Fashion trends come and go but the Bhutanese dressing style has continued over generations. In 1989, it was enforced as a strict dress code -men were required to wear the gho, a knee-length kimono-like robe tied at the waist, and women the kira, paired with a short jacket (tego), with violators subject to heavy fines. But ever since the dress code was relaxed five years ago, the remote Himalayan kingdom has turned into a hotbed of fashion with several independent labels emerging. This was a key theme at last week's Mountain Echoes litfest in Thimpu, which spotlighted frontrunners who curated collections combining their textile legacy with modern designs. In Bhutan, `thagzo' or the art of weaving is one of the 13 traditional arts and crafts that developed over the centuries and survive to this day . In 2013, the Royal Textile Academy under the patronage of the Queen Mother introduced a national design competition with hefty prize money to encourage young designers to innovate with the living art. “It was exciting for the youth to be part of a fashion show for the first time. It led to designers innovating and weavers competing on better textiles,“ says Chimmi Choden, a self-taught designer whose designs have sashayed down the ramps at Manhattan, California, Malaysia and India. She opened her House of Design in 2014 as a socially conscious brand offering employment to local craftsmen.
Another designer on Bhutan's emerging fashion block is Chandrika Tamang, who had made her first garment without using a scale or instruments, from a piece of fabric embellished with a bow yanked off her sister's shoe.With the internet as her first guru, Chandrika quit her banking job and studied at National Institute of Design in Ahmedabad before launching CDK, her eco-friendly line committed to curbing the carbon footprint last year.“My current collection is inspired by our prayer flags and the colour of each garment has its own significance,“ says Chandrika.

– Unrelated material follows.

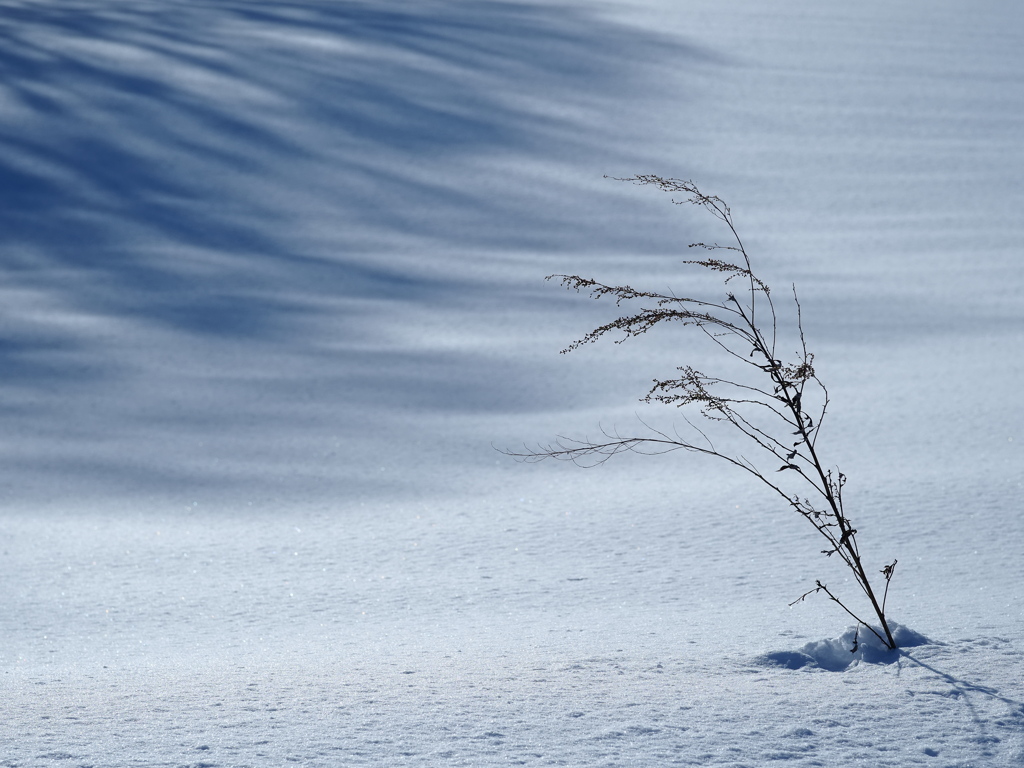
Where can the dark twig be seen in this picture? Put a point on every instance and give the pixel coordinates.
(772, 407)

The cities are full of young designers exchanging trends, which has led to a more diverse mix of conventional and high fashion on Bhutan's streets today . Besides raw talent, what is helping Bhutanese designers steal attention is the “slow approach“, a revolutionary process in the current fashion scene but intrinsic to Bhutan's textile tradition. The delicate piece of cloth teeming with threadwork takes a pair of ingenious hands and two months to a year to make. Almost every household has a loom and most weavers are women.
The designers are moving ahead on their own steam, be it from a niche studio or a shack in the craft bazaar. Aimed at wearable couture, the collections are rooted in the Bhutanese tradition -an abundance of colours and Buddhist and other indigenous motifs -sunrays, mountains, pigeon eye, butterfly , Dorje gong and the eternal knot. Many trends have also trickled down from the royal family's lookbook. Despite the urge to experiment, their ancient weft and warp techniques refuse to go out of fashion. “The silhouettes are still the same but the colour patterns and fabric are changing. Interestingly , the full-length kira fastened by a belt at the waist and a brooch at the shoulder that had been replaced by half and readymade versions is making a comeback. They also have pockets,“ smiles Chimmi.
But infrastructure remains a bottleneck.“To take things forward we need more skilled people for which are required institutes and fashion weeks to engage aspiring designers,“ says Chandrika.